WN: The theme of my life is as an ethnic Indian feminist living in an Afro-Caribbean island community. My duty as an artist is not to create beautiful paintings, but to comment on that life, visually, from my special point of view—a woman, of East Indian heritage, an observer of the post-colonial politics of the islands, drawing from this rich backdrop, my multicultural background.
C&AL: The moment, as a university student in the UK, when you started working with papier-mâché, and stopped doing mural painting, seems to be an important turning point in your practice. How do you see that time today?
WN: If the clothes people give you make you feel uncomfortable, you’ll always want to undress. That was a moment of finding my own identity and voice. And realizing that my Trinidadian past was filled with a deep wellspring of images and ideas that were endemic to this island nation, to this creolization of the Indian home life of pujas and carnival, and that’s why I needed to return to it. Still, people try to define your voice, “you’re not African, so you shouldn’t talk about Black issues”. Don’t try to tell me what I am, I’m what moves me to speak.

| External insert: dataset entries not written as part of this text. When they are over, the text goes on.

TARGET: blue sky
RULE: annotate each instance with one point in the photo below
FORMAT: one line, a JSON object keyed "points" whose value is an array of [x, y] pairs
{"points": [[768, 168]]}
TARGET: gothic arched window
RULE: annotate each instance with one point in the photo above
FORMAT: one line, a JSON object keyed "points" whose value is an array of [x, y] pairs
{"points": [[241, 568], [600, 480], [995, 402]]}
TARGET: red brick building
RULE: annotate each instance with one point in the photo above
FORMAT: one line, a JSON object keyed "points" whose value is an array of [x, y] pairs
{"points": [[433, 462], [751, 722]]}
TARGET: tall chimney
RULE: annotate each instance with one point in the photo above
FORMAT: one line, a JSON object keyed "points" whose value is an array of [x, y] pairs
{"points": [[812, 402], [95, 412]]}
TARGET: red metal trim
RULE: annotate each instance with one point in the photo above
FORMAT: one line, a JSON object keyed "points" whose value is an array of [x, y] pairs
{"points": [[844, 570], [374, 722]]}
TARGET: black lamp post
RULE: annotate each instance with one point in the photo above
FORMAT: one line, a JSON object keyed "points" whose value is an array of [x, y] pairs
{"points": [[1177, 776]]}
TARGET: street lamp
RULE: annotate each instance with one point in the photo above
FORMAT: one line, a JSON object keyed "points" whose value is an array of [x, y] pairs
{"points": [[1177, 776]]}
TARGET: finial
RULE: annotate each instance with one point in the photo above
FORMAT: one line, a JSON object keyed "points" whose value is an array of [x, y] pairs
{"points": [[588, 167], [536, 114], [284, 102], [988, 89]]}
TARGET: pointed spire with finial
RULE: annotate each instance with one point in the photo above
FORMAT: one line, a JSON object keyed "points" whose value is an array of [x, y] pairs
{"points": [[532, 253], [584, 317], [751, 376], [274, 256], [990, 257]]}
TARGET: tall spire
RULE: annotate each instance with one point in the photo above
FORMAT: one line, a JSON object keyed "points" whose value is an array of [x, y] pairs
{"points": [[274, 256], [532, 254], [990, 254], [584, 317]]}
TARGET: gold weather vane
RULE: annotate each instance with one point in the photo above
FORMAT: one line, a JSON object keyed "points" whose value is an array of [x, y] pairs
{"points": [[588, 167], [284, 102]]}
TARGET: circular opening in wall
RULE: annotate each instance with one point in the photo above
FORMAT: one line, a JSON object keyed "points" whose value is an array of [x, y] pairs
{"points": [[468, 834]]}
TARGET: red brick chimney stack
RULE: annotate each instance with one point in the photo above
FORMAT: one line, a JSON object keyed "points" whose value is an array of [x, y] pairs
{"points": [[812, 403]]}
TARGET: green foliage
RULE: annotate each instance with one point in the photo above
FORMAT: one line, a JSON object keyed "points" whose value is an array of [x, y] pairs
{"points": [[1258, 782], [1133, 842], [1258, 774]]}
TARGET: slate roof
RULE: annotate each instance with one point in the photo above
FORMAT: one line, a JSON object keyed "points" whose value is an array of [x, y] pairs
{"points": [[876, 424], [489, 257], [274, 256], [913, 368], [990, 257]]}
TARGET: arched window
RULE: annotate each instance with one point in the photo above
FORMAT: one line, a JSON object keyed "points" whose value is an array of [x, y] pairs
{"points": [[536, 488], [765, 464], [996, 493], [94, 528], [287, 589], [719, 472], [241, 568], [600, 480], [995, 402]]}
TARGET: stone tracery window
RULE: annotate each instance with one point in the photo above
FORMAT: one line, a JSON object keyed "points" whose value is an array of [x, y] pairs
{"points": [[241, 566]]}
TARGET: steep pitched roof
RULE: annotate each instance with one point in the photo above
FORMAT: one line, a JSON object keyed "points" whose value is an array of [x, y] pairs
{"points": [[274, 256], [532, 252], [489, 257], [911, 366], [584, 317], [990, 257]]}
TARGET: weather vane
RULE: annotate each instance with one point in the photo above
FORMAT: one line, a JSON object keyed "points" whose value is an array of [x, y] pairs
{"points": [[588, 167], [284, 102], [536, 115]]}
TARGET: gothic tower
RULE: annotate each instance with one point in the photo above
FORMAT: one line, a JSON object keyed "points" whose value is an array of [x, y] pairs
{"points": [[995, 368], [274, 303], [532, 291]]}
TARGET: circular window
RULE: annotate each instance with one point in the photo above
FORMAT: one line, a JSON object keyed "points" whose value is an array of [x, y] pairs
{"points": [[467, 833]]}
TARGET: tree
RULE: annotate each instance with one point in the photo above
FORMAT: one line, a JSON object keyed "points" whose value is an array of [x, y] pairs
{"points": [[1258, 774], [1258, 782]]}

C&AL: Similarly, when you started to draw scenes from cricket matches at that time, it was also a way of inserting your Indian cultural ancestors into your work. In both cases, the choice of subject and material seems to be a very political choice, and not at all random. Has it always been this way for you?
WN: I feel like life and the decisions we make are all political, there’s no separation. You come to them through personal stories that react within an environment, fighting for their own space and earning respect and equality in that place. I tell people that I struggle with many disadvantages in my career: 1. I am a woman; 2. I am Indian; 3. I come from a middle-class background; and 4. I’m not willing to cater to cliques. In fact, there is nothing attractive about me, people often say “Wendy Nanan, she is very difficult to deal with”. Yes.